A crítica ao conflito é um pouco superficial, talvez até pelo ponto de vista apresentado ser o de Buddy, que é uma criança comum, com seus conflitos próprios, como a escola, a igreja, paixões infantis, as relações com os avós. Existe todo um drama da família que se vê dividida entre o apego ao lugar onde viveram por toda a vida e a possibilidade de se mudar para um outro país onde ficariam em segurança, sendo que o pai já tem que viver em outro país para poder trabalhar e sustentar a família, que passa por dificuldades financeiras. É inevitável comparar com Jojo Rabbit (2020) que tem proposta semelhante, mas trata com profundidade, mesmo que sob uma visão pueril, o drama das vítimas da segunda guerra. 

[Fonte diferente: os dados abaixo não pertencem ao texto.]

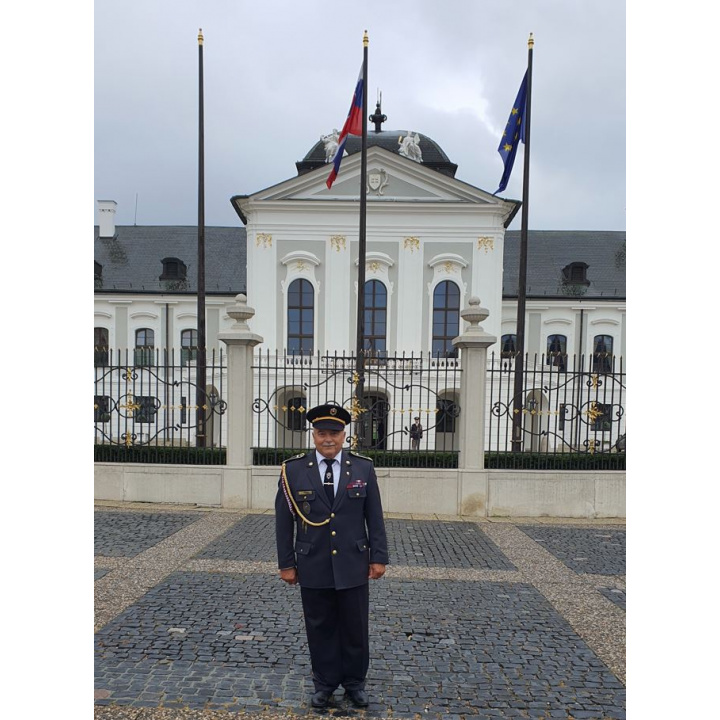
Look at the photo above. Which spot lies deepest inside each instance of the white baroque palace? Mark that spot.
(433, 242)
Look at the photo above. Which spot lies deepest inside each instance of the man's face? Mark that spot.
(328, 442)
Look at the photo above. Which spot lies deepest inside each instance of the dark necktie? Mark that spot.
(328, 481)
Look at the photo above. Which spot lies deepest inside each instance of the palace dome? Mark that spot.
(433, 155)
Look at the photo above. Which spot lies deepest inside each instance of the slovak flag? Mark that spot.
(352, 126)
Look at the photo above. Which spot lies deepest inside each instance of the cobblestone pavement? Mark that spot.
(487, 619)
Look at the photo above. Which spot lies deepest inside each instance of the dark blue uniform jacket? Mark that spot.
(336, 555)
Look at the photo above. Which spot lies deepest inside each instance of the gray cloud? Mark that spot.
(278, 74)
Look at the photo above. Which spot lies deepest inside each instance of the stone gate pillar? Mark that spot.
(240, 341)
(473, 344)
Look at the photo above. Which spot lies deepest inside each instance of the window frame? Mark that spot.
(603, 360)
(304, 312)
(102, 346)
(144, 353)
(378, 316)
(557, 358)
(188, 351)
(448, 351)
(173, 269)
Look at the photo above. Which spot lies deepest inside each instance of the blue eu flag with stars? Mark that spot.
(514, 133)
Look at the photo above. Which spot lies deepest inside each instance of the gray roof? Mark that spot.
(433, 155)
(132, 260)
(549, 251)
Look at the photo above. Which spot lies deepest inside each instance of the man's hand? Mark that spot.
(289, 575)
(376, 571)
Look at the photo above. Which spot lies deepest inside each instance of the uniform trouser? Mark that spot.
(336, 622)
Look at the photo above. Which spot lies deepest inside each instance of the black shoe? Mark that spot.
(321, 698)
(359, 698)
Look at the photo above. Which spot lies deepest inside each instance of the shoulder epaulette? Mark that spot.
(295, 457)
(357, 454)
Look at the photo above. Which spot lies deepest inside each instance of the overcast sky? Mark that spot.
(279, 74)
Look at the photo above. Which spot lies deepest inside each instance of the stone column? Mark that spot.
(474, 342)
(240, 341)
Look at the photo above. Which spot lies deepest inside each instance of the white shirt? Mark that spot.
(335, 466)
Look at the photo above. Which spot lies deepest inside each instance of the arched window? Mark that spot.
(102, 342)
(301, 316)
(374, 337)
(446, 318)
(144, 347)
(188, 349)
(602, 353)
(557, 351)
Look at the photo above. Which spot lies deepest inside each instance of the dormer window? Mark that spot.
(576, 274)
(173, 269)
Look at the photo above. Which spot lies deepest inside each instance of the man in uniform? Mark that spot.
(331, 540)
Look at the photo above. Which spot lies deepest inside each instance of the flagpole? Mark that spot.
(518, 399)
(359, 359)
(201, 374)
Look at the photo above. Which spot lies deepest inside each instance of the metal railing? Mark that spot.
(397, 389)
(146, 404)
(571, 405)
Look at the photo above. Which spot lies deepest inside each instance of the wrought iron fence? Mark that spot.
(571, 405)
(397, 389)
(146, 407)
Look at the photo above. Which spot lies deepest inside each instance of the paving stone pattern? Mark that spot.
(412, 543)
(442, 544)
(237, 642)
(614, 595)
(252, 538)
(119, 534)
(599, 551)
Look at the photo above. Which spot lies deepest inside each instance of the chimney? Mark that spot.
(106, 217)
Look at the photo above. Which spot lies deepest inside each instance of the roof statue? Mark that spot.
(410, 146)
(331, 143)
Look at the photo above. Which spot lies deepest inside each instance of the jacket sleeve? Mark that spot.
(284, 530)
(375, 522)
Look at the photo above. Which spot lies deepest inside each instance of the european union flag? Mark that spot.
(514, 134)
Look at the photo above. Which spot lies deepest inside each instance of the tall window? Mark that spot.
(374, 337)
(508, 344)
(188, 350)
(602, 353)
(301, 311)
(144, 347)
(446, 318)
(557, 351)
(102, 342)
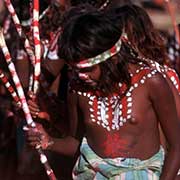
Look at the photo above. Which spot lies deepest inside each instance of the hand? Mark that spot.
(38, 138)
(35, 109)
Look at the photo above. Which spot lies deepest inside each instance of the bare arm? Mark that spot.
(165, 108)
(67, 145)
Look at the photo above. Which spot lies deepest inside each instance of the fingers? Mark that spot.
(37, 137)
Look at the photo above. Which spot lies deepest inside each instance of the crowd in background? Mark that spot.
(12, 140)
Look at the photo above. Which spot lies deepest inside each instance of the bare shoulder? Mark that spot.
(158, 86)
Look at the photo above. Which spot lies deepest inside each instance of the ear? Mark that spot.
(114, 59)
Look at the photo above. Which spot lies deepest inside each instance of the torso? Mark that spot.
(132, 133)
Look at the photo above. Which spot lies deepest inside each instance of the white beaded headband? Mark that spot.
(103, 56)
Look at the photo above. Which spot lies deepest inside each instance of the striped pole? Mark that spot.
(20, 31)
(22, 98)
(10, 88)
(37, 45)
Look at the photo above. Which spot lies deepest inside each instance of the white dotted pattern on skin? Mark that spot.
(103, 104)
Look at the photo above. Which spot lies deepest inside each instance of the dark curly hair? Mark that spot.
(89, 34)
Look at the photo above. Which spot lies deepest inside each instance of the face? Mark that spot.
(90, 75)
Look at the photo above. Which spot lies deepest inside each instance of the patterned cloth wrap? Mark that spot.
(90, 166)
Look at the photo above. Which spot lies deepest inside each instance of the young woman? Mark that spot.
(119, 99)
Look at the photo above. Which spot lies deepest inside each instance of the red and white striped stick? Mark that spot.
(37, 45)
(18, 26)
(10, 88)
(22, 98)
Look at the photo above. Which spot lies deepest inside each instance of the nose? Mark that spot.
(83, 76)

As indicações ao Oscar de melhor atriz e ator coadjuvantes não são descabidas, uma vez que o casal de avós do garoto é o alívio que permite o filme ter leveza, mesmo se tratando de assuntos tão pesados.

A fotografia é muito interessante, remete aos filmes feitos nas décadas de 60 e 70, ainda que se utilize de recursos tecnológicos como takes aéreos feitos por drones, assim como a cenografia e o figurino são muito adequados ao momento e local do filme. A trilha sonora é muito ambientativa e imersiva. Apesar da indicação na categoria melhor roteiro original, achei um pouco previsível, sem muitas reviravoltas surpreendentes, mas ainda um bom roteiro, com cronologia linear e uma sequência lógica de eventos.

Belfast, apesar dos problemas, é sem dúvida um filme marcante para esse ano e provavelmente vai cair no gosto da academia recebendo vários prêmios. É mais um – entre tantos – filmes densos com toques de leveza que vai te deixar emocionado.